Nyberg masculló algo inaudible como respuesta. Wallander resolvió que lo más oportuno de momento era ahorrarse todas las preguntas. Nyberg era susceptible y tenía mal genio y siempre estaba dispuesto a reñir con cualquiera. La opinión general de la policía de Ystad era que Nyberg no dudaría un segundo en gritarle al mismísimo jefe nacional si encontraba la menor razón para ello.

Los policías habían construido un puente provisional sobre el foso. Wallander fue hacia el montículo que había al otro lado. Las ráfagas de viento le tiraban de la chaqueta. Contempló la torre, que tenía una altura de unos tres metros. La habían construido con el mismo tipo de maderas que Holger Eriksson había usado para su pasarela. Habían colocado una escalera de tijera en el exterior de la torre. Wallander subió por ella. La plataforma no tendría mucho más de un metro cuadrado. El viento le azotaba la cara. A pesar de que sólo estaba a unos tres metros por encima del montículo, el paisaje cambiaba completamente. Vislumbró a Nyberg en el foso. A lo lejos vio la finca de Eriksson. Se puso en cuclillas y empezó a examinar la plataforma. De pronto se arrepintió de haber subido a la torre antes de que Nyberg hubiera terminado con su examen pericial y bajó rápidamente. Luego trató de colocarse al abrigo de la torre. Se sintió muy cansado. Algo le escocía, además, en su interior. Intentó darle nombre a la sensación. ¿Desaliento? Poco había durado la alegría. El viaje a Italia. La decisión de hacerse con una casa, tal vez también con un perro. Y Baiba, que iba a venir.

Pero hay un viejo atravesado por estacas en un foso y el mundo vuelve a escaparse bajo sus pies.

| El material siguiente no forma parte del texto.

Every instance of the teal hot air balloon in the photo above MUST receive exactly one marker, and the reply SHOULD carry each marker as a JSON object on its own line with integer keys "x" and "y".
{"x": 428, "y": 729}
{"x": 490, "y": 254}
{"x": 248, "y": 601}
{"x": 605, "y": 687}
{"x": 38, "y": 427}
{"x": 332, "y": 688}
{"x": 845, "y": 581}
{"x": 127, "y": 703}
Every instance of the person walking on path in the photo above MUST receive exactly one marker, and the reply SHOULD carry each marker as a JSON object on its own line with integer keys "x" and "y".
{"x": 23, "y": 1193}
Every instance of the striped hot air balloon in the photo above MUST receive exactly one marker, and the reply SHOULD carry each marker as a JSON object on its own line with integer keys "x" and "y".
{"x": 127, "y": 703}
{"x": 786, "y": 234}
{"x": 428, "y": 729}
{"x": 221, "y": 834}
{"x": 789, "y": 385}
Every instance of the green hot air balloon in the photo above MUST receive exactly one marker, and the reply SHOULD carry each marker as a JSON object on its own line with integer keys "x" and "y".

Se preguntó cuánto tiempo iba a aguantar.

Hizo un esfuerzo para apartar sus sombríos pensamientos. Tenían que encontrar cuanto antes al autor de esta macabra trampa mortal para Holger Eriksson. Wallander bajó del montículo deslizándose con cuidado. A distancia pudo ver a Martinsson acercándose por el sendero. Como siempre, con prisas. Wallander fue a su encuentro. Seguía sintiendo aún que andaba a tientas y vacilante. ¿Cómo afrontar la investigación? Buscaba un punto de arranque. Pero le parecía que no lo encontraba.

Luego se fijó en la cara de Martinsson y vio que había pasado algo.

—¿Qué pasa? —preguntó.

—Tienes que telefonear a una tal Vanja Andersson.

Wallander tuvo que rebuscar en la memoria para acordarse. La floristería de la calle Västra Vallgatan.

—Eso tendrá que esperar —dijo sorprendido—. ¿Cómo coño vamos a tener tiempo ahora?